The spot-ml jar contains one main routine and it is in the class SuspiciousConnects
;
it is by submitting this class to Spark that the Suspicious Connects analyses are invoked.
- analysis The analysis to perform. One of flow, proxy, dns
- input Path to data on HDFS. Data is expected to be stored in parquet with schema consistent with schema used by the suspicious connects analyses.
- feedback Local path of file containing feedback scores.
- dupfactor Duplication factor controlling how to down rate non-threatening events from the feedback file.
- ldatopiccount Number of topics in the topic model.
- userdomain The user domain of the network being analyzed.
- scored The HDFS path where results will be stored.
- threshold Threshold for determination of anomalies. Records with scores above the threshold will not be returned.
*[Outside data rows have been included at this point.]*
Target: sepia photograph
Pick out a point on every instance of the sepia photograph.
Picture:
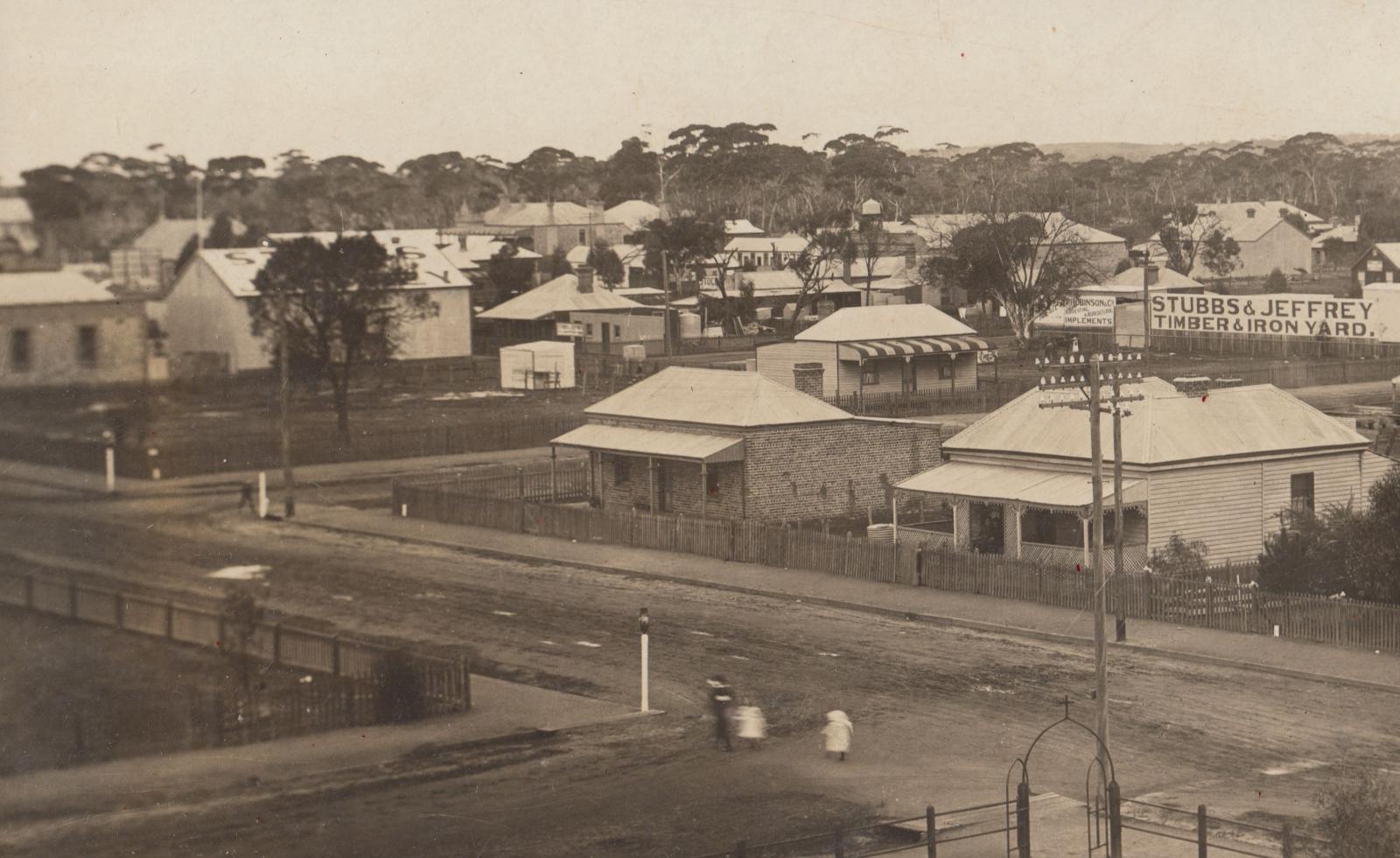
(511, 429)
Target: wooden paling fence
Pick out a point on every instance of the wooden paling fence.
(346, 693)
(1197, 601)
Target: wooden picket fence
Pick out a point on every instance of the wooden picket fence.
(1213, 601)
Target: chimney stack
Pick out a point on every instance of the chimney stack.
(808, 378)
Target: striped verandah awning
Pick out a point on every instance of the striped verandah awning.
(861, 350)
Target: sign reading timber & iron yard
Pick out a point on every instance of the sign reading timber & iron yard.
(1281, 315)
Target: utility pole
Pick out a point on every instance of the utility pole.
(284, 396)
(665, 287)
(1087, 374)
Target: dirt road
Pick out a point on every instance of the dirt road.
(940, 713)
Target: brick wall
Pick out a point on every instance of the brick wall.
(826, 469)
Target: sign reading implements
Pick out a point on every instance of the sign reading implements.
(1287, 315)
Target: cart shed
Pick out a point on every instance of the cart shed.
(545, 364)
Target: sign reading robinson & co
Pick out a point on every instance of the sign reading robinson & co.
(1290, 315)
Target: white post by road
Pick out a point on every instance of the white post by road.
(646, 624)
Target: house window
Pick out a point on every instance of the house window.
(20, 352)
(1299, 493)
(88, 346)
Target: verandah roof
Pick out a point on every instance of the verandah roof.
(662, 444)
(1043, 489)
(907, 346)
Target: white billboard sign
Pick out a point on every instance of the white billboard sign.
(1082, 311)
(1281, 315)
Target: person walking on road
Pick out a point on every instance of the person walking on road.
(245, 497)
(837, 732)
(751, 724)
(721, 703)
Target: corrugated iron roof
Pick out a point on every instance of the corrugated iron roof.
(238, 266)
(1047, 489)
(65, 286)
(716, 398)
(909, 346)
(1166, 427)
(893, 321)
(662, 444)
(559, 294)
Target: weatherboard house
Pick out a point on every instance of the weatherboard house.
(730, 444)
(1227, 468)
(210, 325)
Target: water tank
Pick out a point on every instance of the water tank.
(879, 532)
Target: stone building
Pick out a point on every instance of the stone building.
(67, 329)
(739, 445)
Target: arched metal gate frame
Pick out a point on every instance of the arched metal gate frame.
(1103, 820)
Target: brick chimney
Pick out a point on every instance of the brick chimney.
(807, 378)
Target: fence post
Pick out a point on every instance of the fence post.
(933, 832)
(1201, 848)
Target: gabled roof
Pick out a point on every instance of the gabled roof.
(783, 244)
(634, 214)
(1166, 427)
(1390, 249)
(66, 286)
(238, 266)
(172, 235)
(889, 322)
(1129, 282)
(538, 214)
(16, 210)
(632, 256)
(1346, 233)
(741, 227)
(940, 228)
(716, 398)
(559, 294)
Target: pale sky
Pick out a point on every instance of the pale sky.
(391, 80)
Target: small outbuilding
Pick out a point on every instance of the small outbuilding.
(863, 350)
(543, 366)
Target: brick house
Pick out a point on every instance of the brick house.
(739, 445)
(65, 329)
(1225, 468)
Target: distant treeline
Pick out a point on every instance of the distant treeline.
(730, 171)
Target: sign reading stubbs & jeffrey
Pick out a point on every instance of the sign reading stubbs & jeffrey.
(1283, 315)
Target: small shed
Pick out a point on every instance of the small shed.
(541, 366)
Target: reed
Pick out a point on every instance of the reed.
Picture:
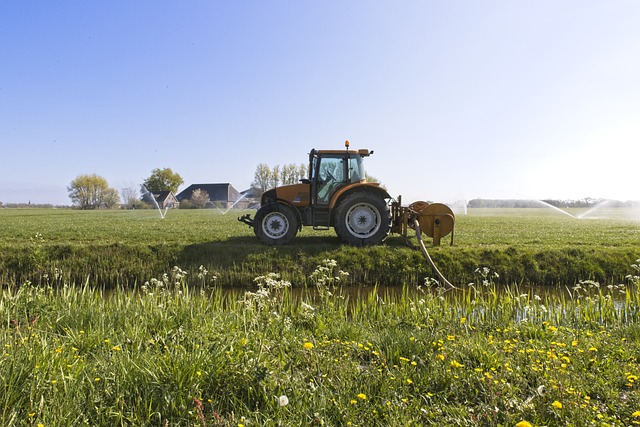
(169, 353)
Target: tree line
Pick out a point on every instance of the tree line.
(91, 191)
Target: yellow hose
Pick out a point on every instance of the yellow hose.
(423, 248)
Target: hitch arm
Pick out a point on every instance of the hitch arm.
(246, 219)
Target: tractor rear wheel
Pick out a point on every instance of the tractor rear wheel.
(363, 219)
(275, 224)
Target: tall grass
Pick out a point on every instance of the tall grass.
(166, 353)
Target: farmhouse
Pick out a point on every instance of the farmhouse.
(222, 195)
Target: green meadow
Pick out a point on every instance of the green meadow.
(121, 248)
(122, 318)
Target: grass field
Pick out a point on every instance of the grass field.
(536, 246)
(108, 332)
(167, 355)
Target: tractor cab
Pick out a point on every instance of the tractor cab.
(331, 170)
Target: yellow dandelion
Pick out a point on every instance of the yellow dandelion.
(456, 364)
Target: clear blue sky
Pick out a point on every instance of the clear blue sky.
(459, 99)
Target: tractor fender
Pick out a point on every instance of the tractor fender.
(358, 186)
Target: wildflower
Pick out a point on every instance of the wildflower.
(283, 400)
(456, 364)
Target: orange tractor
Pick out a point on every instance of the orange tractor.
(336, 194)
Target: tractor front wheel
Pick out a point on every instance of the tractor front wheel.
(363, 219)
(275, 224)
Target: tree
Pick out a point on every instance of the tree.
(292, 173)
(199, 198)
(130, 196)
(92, 192)
(163, 180)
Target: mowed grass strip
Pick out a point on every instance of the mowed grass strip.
(119, 247)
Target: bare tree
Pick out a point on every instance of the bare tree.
(130, 196)
(199, 198)
(262, 178)
(92, 192)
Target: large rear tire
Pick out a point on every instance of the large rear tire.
(275, 224)
(363, 219)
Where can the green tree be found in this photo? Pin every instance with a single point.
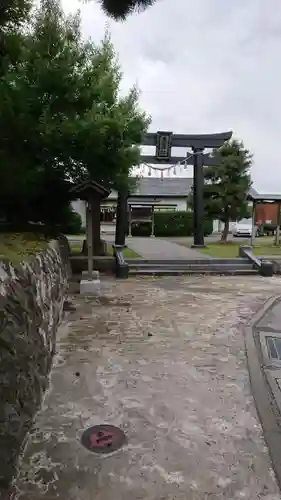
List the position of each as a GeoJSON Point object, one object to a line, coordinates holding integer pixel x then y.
{"type": "Point", "coordinates": [120, 9]}
{"type": "Point", "coordinates": [227, 184]}
{"type": "Point", "coordinates": [62, 118]}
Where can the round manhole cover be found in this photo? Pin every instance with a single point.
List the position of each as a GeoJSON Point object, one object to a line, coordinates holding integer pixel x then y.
{"type": "Point", "coordinates": [103, 438]}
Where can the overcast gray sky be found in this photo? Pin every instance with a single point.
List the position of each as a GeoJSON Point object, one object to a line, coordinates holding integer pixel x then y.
{"type": "Point", "coordinates": [205, 66]}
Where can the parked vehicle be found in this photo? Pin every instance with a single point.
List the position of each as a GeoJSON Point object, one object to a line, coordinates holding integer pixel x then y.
{"type": "Point", "coordinates": [244, 228]}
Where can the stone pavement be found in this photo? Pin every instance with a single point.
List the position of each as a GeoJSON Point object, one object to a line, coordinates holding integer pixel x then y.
{"type": "Point", "coordinates": [158, 248]}
{"type": "Point", "coordinates": [164, 360]}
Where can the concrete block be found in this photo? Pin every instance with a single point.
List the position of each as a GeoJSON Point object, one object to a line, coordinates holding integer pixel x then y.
{"type": "Point", "coordinates": [95, 275]}
{"type": "Point", "coordinates": [89, 287]}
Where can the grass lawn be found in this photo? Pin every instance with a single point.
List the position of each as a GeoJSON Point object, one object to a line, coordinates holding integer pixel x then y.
{"type": "Point", "coordinates": [18, 247]}
{"type": "Point", "coordinates": [76, 247]}
{"type": "Point", "coordinates": [231, 249]}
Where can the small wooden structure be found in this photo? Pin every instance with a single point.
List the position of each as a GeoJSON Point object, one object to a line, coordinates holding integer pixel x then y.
{"type": "Point", "coordinates": [92, 193]}
{"type": "Point", "coordinates": [273, 199]}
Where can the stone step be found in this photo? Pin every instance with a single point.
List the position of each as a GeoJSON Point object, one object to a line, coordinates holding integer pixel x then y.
{"type": "Point", "coordinates": [198, 271]}
{"type": "Point", "coordinates": [184, 266]}
{"type": "Point", "coordinates": [156, 262]}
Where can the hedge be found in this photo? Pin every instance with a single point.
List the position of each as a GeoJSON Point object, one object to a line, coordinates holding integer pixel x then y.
{"type": "Point", "coordinates": [170, 224]}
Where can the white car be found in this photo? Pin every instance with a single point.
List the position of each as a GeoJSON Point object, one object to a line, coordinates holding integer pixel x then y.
{"type": "Point", "coordinates": [244, 228]}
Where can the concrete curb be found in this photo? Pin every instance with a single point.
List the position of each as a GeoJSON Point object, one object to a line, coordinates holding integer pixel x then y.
{"type": "Point", "coordinates": [266, 405]}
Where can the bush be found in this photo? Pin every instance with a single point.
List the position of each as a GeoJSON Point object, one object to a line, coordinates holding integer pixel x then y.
{"type": "Point", "coordinates": [170, 224]}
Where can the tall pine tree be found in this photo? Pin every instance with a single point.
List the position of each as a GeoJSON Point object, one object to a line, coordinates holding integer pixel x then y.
{"type": "Point", "coordinates": [227, 184]}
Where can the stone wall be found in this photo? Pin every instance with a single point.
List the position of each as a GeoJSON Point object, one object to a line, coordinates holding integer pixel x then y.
{"type": "Point", "coordinates": [32, 297]}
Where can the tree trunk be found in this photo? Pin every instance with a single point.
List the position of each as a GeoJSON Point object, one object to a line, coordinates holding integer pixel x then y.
{"type": "Point", "coordinates": [225, 232]}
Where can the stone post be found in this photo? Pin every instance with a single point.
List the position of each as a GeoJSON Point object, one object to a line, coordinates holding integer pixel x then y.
{"type": "Point", "coordinates": [121, 217]}
{"type": "Point", "coordinates": [198, 193]}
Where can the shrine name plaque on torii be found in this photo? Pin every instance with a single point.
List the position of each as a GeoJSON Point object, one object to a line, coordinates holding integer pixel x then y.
{"type": "Point", "coordinates": [165, 141]}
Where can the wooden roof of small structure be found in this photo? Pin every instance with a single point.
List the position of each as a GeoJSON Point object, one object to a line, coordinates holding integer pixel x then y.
{"type": "Point", "coordinates": [88, 189]}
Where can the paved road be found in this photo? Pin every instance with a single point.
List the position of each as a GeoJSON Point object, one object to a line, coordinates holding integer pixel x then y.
{"type": "Point", "coordinates": [156, 248]}
{"type": "Point", "coordinates": [164, 360]}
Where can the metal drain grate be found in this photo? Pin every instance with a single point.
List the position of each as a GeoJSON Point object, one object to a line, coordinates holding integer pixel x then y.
{"type": "Point", "coordinates": [103, 439]}
{"type": "Point", "coordinates": [274, 348]}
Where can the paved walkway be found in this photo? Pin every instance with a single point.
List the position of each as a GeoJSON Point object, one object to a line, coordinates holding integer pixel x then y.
{"type": "Point", "coordinates": [157, 248]}
{"type": "Point", "coordinates": [164, 360]}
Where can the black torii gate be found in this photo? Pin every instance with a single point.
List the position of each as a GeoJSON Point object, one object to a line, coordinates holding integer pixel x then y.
{"type": "Point", "coordinates": [164, 142]}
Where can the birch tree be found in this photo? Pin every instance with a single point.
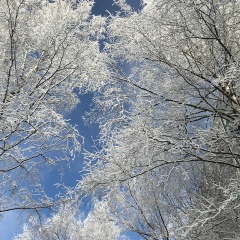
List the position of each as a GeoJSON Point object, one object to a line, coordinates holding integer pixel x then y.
{"type": "Point", "coordinates": [68, 224]}
{"type": "Point", "coordinates": [47, 49]}
{"type": "Point", "coordinates": [170, 136]}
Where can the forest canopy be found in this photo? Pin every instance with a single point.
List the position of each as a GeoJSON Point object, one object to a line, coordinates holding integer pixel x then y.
{"type": "Point", "coordinates": [165, 81]}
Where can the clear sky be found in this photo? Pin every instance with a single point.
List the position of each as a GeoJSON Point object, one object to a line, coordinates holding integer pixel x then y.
{"type": "Point", "coordinates": [10, 224]}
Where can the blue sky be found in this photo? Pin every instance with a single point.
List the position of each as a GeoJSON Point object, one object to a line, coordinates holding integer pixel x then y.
{"type": "Point", "coordinates": [10, 224]}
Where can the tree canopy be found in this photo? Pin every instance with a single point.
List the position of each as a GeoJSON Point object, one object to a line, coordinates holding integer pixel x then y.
{"type": "Point", "coordinates": [166, 97]}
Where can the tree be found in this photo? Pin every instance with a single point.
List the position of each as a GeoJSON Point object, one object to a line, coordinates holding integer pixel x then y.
{"type": "Point", "coordinates": [48, 50]}
{"type": "Point", "coordinates": [174, 121]}
{"type": "Point", "coordinates": [66, 224]}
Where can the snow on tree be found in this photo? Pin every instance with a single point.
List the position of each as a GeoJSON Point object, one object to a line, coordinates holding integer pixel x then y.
{"type": "Point", "coordinates": [67, 224]}
{"type": "Point", "coordinates": [47, 49]}
{"type": "Point", "coordinates": [169, 159]}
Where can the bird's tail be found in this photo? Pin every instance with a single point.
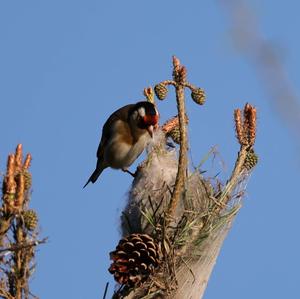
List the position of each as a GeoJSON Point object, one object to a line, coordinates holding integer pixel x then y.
{"type": "Point", "coordinates": [93, 178]}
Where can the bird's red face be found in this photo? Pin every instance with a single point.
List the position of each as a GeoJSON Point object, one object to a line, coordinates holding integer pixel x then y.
{"type": "Point", "coordinates": [150, 122]}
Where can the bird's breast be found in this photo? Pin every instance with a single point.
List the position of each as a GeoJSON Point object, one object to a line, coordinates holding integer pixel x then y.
{"type": "Point", "coordinates": [121, 152]}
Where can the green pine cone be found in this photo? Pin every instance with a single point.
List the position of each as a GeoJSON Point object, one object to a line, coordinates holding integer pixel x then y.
{"type": "Point", "coordinates": [30, 219]}
{"type": "Point", "coordinates": [198, 96]}
{"type": "Point", "coordinates": [161, 91]}
{"type": "Point", "coordinates": [251, 160]}
{"type": "Point", "coordinates": [175, 135]}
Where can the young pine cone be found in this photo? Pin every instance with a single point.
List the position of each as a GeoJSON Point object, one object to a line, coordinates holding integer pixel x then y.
{"type": "Point", "coordinates": [134, 259]}
{"type": "Point", "coordinates": [175, 134]}
{"type": "Point", "coordinates": [30, 219]}
{"type": "Point", "coordinates": [198, 96]}
{"type": "Point", "coordinates": [161, 91]}
{"type": "Point", "coordinates": [251, 160]}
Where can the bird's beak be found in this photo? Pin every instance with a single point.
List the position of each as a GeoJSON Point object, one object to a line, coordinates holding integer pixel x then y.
{"type": "Point", "coordinates": [150, 130]}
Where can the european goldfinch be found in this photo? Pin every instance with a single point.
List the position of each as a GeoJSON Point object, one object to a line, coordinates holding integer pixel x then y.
{"type": "Point", "coordinates": [125, 135]}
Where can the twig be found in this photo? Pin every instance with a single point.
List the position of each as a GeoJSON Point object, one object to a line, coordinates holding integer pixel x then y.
{"type": "Point", "coordinates": [105, 291]}
{"type": "Point", "coordinates": [21, 246]}
{"type": "Point", "coordinates": [179, 74]}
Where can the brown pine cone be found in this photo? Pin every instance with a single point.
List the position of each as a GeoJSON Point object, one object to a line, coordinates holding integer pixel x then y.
{"type": "Point", "coordinates": [134, 259]}
{"type": "Point", "coordinates": [161, 91]}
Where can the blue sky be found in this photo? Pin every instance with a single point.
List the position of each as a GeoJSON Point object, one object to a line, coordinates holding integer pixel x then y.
{"type": "Point", "coordinates": [66, 65]}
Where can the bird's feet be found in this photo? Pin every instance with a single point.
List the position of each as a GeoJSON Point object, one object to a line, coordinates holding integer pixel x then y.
{"type": "Point", "coordinates": [131, 173]}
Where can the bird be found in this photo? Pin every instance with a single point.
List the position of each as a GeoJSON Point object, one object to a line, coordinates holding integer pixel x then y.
{"type": "Point", "coordinates": [125, 135]}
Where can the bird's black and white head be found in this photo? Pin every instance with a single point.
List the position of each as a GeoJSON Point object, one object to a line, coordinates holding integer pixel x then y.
{"type": "Point", "coordinates": [144, 116]}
- maxresults Maximum number of record to return. If -1, all records are returned. Results are filtered by the threshold and sorted and the most suspicious (lowest score) records are returned first.
- delimiter Separation character used for CSVs containing most suspicious results.
- prgseed Seed for the pseudorandom generator used in topic modelling.
- ldamaxiteration Maximum number of iterations to execute the LDA topic modelling procedure.
- ldaalpha Document concentration for LDA, default 1.02
- ldabeta Topic concentration for LDA, default 1.001
spark-submit --class "org.apache.spot.SuspiciousConnects" target/scala-2.10/spot-ml-assembly-1.1.jar \
--analysis proxy \
--input /user/spot/proxy/hive/y=2016/m=11/d=11/ \
--dupfactor 1000 \
--feedback /home/spot/ml/proxy/20161111/feedback.csv \
--ldatopiccount 20 \
--scored /user/spot/proxy/scored_results/20161111/scores \
--threshold 1e-6 \
--maxresults 2000 \
--ldamaxiterations 20